Blanchard and Vina et al. investigated mechanisms by which anti-CTLA-4 mAbs modulate tumor-associated high endothelial venules (TA-HEVs), which are important for supporting lymphocyte entry into tumors. In mouse models, anti-CTLA-4 Fc-derived effector function was required to increase TA-HEVs. CD4+ T cells and IFNγ were also found to be important during anti-CTLA-4 therapy. Consequently, Fc engineering of ipilimumab was necessary to increase TA-HEVs in humanized mice. Combination with anti-PD-1 increased TA-HEVs, promoted CD4+ and CD8+ T cell infiltration into tumors, and sensitized cold, refractory tumors to PD-1 blockade.

Contributed by Katherine Turner

ABSTRACT: The lack of T cells in tumors is a major hurdle to successful immune checkpoint therapy (ICT). Therefore, therapeutic strategies promoting T cell recruitment into tumors are warranted to improve the treatment efficacy. Here, we report that Fc-optimized anti-cytotoxic T lymphocyte antigen 4 (CTLA-4) antibodies are potent re-modelers of tumor vasculature that increase tumor-associated high endothelial venules (TA-HEVs), specialized blood vessels supporting lymphocyte entry into tumors.
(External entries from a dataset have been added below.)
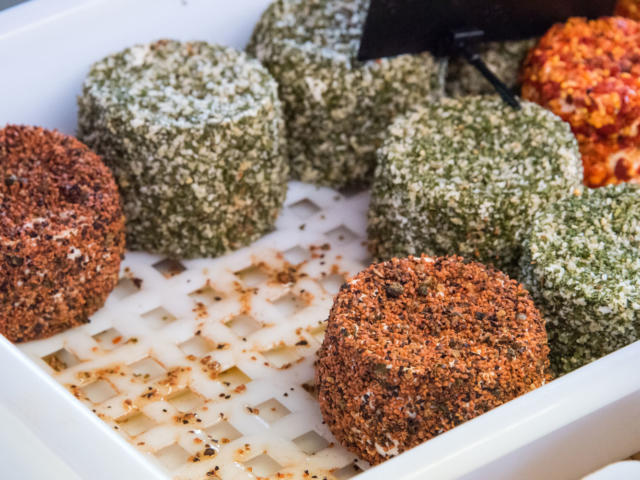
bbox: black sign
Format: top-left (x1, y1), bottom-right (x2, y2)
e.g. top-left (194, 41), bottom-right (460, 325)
top-left (358, 0), bottom-right (616, 60)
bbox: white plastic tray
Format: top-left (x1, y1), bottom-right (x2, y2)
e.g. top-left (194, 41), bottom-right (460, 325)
top-left (0, 0), bottom-right (640, 480)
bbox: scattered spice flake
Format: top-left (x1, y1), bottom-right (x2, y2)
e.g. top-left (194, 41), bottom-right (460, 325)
top-left (316, 256), bottom-right (548, 464)
top-left (0, 125), bottom-right (124, 342)
top-left (522, 16), bottom-right (640, 187)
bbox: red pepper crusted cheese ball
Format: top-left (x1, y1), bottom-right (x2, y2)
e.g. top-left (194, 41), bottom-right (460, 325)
top-left (616, 0), bottom-right (640, 20)
top-left (522, 17), bottom-right (640, 187)
top-left (316, 256), bottom-right (549, 464)
top-left (0, 125), bottom-right (124, 342)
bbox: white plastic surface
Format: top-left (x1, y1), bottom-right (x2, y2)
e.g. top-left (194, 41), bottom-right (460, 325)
top-left (0, 0), bottom-right (640, 480)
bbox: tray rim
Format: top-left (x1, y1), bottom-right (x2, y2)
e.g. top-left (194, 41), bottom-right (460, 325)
top-left (0, 0), bottom-right (640, 480)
Mechanistically, this effect is dependent on the Fc domain of anti-CTLA-4 antibodies and CD4+ T cells and involves interferon gamma (IFNγ). Unexpectedly, we find that the human anti-CTLA-4 antibody ipilimumab fails to increase TA-HEVs in a humanized mouse model. However, increasing its Fc effector function rescues the modulation of TA-HEVs, promotes CD4+ and CD8+ T cell infiltration into tumors, and sensitizes recalcitrant tumors to programmed cell death protein 1 (PD-1) blockade. Our findings suggest that Fc-optimized anti-CTLA-4 antibodies could be used to reprogram tumor vasculature in poorly immunogenic cold tumors and improve the efficacy of ICT.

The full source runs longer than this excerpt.